With each one, she wanted more, deeper, longer, sweeter, until it had to stop before her heart did. Like a wizard, Nicholas sent little charges through the tips of his fingers as they pressed into her hair behind her ears when their lips first touched. The charges tingled down her neck until they reached major arteries then sizzled through her veins, making them live wires. He seemed to know just when the mingling of touch and mouth and tongue were becoming too much for her and amid the chaos, he was the one who could pull back. He was the one who would stop to rest, forehead against forehead, eyes closed, until her spasmodic breathing had achieved normalcy.

Then he was the one to start kissing again, not mouths this time, but ears and cheeks and tip of nose, chin and neck and collarbone. And he was the one who set the rules... no kissing on the bed, no unfastening buttons, no asking for more when the partner said stop. He apparently knew his limits. She wished she knew hers. Never once had she been the one to say stop.
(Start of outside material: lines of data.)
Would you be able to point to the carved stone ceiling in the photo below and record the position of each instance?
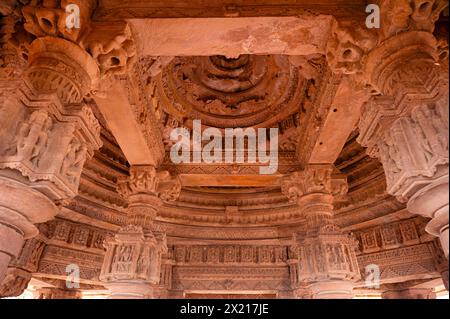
(248, 91)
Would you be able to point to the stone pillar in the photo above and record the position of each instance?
(407, 127)
(21, 268)
(327, 259)
(46, 134)
(132, 265)
(406, 123)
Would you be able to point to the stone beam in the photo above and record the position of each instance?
(113, 10)
(213, 180)
(232, 36)
(340, 122)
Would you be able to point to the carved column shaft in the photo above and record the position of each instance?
(405, 124)
(47, 132)
(407, 128)
(327, 264)
(132, 265)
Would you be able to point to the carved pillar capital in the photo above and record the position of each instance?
(406, 124)
(405, 33)
(133, 261)
(145, 190)
(132, 264)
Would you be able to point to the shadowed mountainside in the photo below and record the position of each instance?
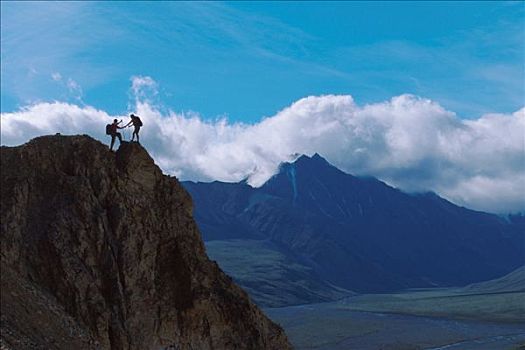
(100, 251)
(359, 233)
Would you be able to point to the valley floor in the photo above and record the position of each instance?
(433, 320)
(324, 327)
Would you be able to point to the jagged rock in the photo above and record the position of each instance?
(99, 250)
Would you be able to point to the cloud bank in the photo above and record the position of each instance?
(409, 142)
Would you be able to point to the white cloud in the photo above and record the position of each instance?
(409, 142)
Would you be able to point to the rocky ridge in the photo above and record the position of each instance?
(99, 250)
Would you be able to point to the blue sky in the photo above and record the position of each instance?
(248, 60)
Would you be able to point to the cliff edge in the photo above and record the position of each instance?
(99, 250)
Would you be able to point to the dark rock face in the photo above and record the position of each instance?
(359, 233)
(100, 250)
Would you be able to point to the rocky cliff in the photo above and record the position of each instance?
(99, 250)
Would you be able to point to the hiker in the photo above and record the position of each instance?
(111, 129)
(137, 123)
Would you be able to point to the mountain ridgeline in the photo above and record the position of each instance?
(356, 233)
(99, 250)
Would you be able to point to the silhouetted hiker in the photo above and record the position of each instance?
(137, 123)
(111, 129)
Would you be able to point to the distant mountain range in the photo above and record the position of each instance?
(355, 233)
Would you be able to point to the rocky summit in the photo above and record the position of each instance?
(99, 250)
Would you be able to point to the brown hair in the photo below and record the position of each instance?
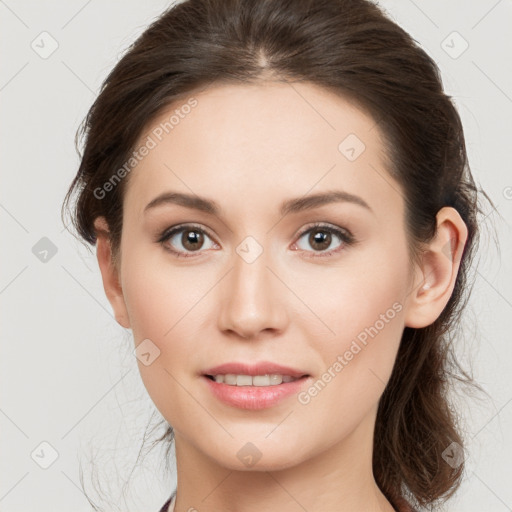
(352, 48)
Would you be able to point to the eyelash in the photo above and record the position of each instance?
(344, 235)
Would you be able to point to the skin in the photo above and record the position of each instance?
(250, 147)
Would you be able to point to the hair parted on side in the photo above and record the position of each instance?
(352, 48)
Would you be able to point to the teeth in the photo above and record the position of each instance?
(256, 380)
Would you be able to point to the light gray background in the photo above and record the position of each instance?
(67, 370)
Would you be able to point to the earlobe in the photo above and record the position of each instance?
(109, 273)
(437, 274)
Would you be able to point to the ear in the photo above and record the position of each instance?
(110, 272)
(436, 276)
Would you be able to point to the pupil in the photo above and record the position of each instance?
(193, 239)
(322, 238)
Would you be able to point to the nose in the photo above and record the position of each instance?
(252, 299)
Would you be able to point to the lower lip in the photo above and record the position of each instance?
(254, 397)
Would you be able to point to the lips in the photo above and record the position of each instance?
(262, 368)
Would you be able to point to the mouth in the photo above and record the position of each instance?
(264, 380)
(254, 392)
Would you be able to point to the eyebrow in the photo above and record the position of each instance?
(289, 206)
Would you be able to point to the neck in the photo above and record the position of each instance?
(337, 478)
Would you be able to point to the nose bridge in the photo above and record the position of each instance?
(252, 297)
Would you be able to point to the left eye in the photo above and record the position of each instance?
(320, 236)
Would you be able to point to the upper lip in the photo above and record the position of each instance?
(262, 368)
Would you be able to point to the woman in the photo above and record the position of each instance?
(285, 219)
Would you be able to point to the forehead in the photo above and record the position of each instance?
(260, 143)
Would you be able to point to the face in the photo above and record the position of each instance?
(254, 283)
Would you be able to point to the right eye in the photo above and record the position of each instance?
(190, 237)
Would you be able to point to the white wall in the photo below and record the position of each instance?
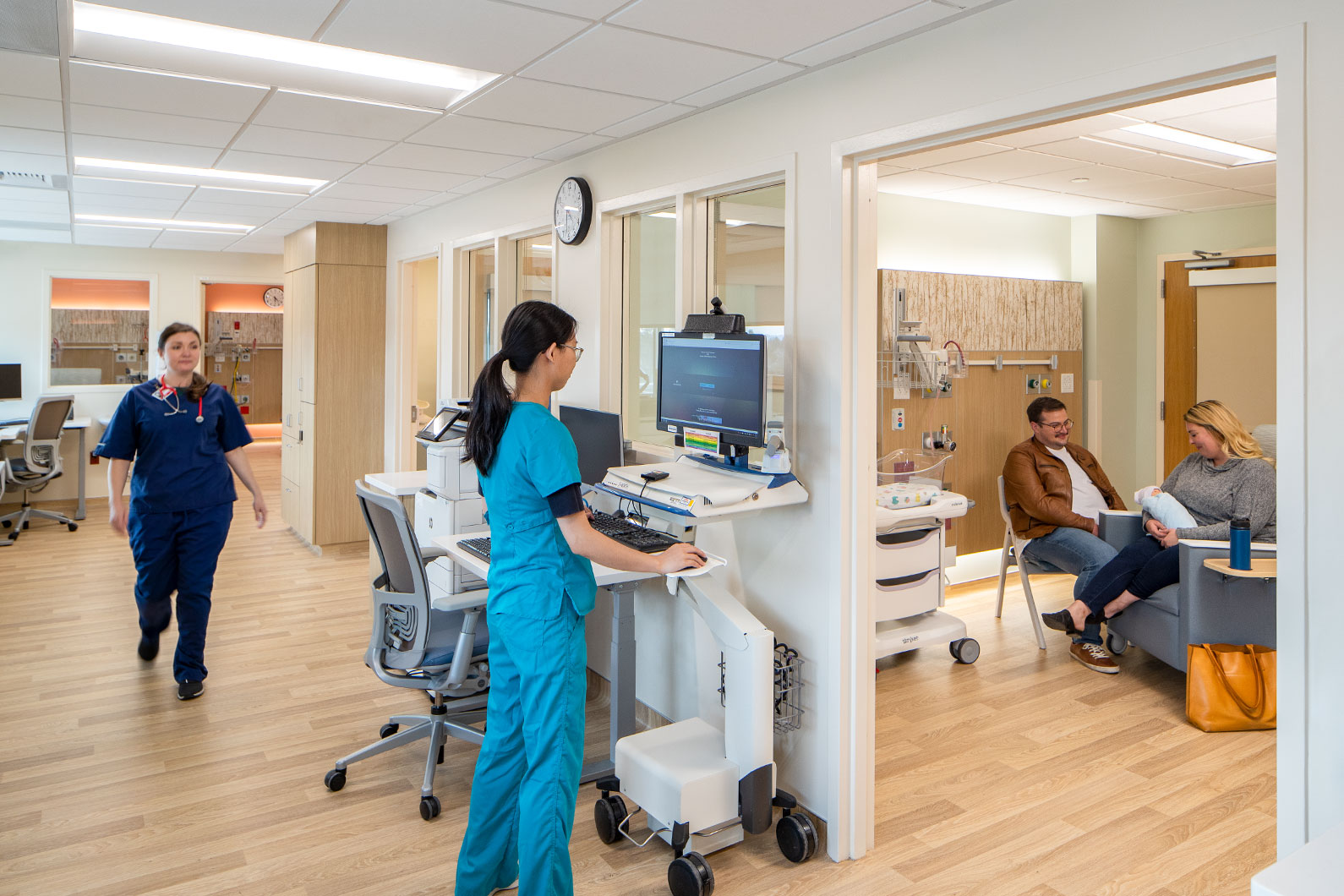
(1023, 57)
(23, 308)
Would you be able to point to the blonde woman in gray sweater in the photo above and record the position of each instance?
(1226, 478)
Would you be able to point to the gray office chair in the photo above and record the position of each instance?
(38, 461)
(1013, 556)
(439, 649)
In bed, their blanket wall had been breached the night following her exams when she had snuck her hand underneath to twine her fingers with his. She had thought he was asleep, but he groaned as if he were in pain when her skin touched his skin. Static electricity, she guessed, though she had not felt the shock. Without speaking, he folded his fingers around the back of her hand and his thumb stroked the juncture where her thumb met her palm.

The next night the blanket wall was not built at all. Instead she slept under the sheets and the tartan coverlet, and he on top, wearing his terry robe knotted closed like armor and using their former barrier to keep his ankles and toes warm. With this arrangement, she could snuggle up beside him. And sometimes they would reach morning nestled so close that she could sneak a kiss before he awoke and realized that they were on the bed and she was breaking the rules.

If her new life posed any jeopardy to her school career, it was in the daydreams that Nicholas' restraint forced on her. She supposed he waited for some signal, and daily, she pondered what it was and how to give it. Such thinking could strike her during geometry and she would totally lose the point of some theorem, or during World History and whole decades could drop from the march of time.

Most welcome of all was when the daydreams overcame her in the library, and she could surrender in her struggle to understand the symbolism in Joseph Conrad's Heart of Darkness, and absorb herself in the mysteries of how to surrender to a man who seemed determined not to let her. She was deep in this reverie that afternoon when she heard someone call her name from very far away.

"Teresa. Teresa Kirk." the voice was like a dash of cold water in her face. She looked up to see one of the library aids beckoning her from the desk. "Aren't you Teresa Kirk?"

Still muddled by the abrupt end to her imagined seduction, Trissa bolted to her feet, nearly tripping over her purse in the aisle. "Yes."

"Take your books. There's an urgent message for you at the Student Resource Center."

"Yes, okay."

The Student Center was two blocks west of the library. Trissa used the journey to compose herself, to wipe all evidence of her pleasant, if unacceptably carnal, thoughts from her brain. Her mind flicked over the possible reasons she could be called to the student center in the middle of the day and tried to convince herself it was for advisement and nothing else.

She entered the building and turned a corner heading toward the office. A notebook slid off the stack of books she held clutched against her. She reached to rescue it and ran right into a man bent over the water fountain.

"Sorry, I -- Daddy!" Her heart squeezed and tumbled inside of her, and she didn't know if she should scream or run.

"Teresa, darling, we've been so worried about you, your mother and I."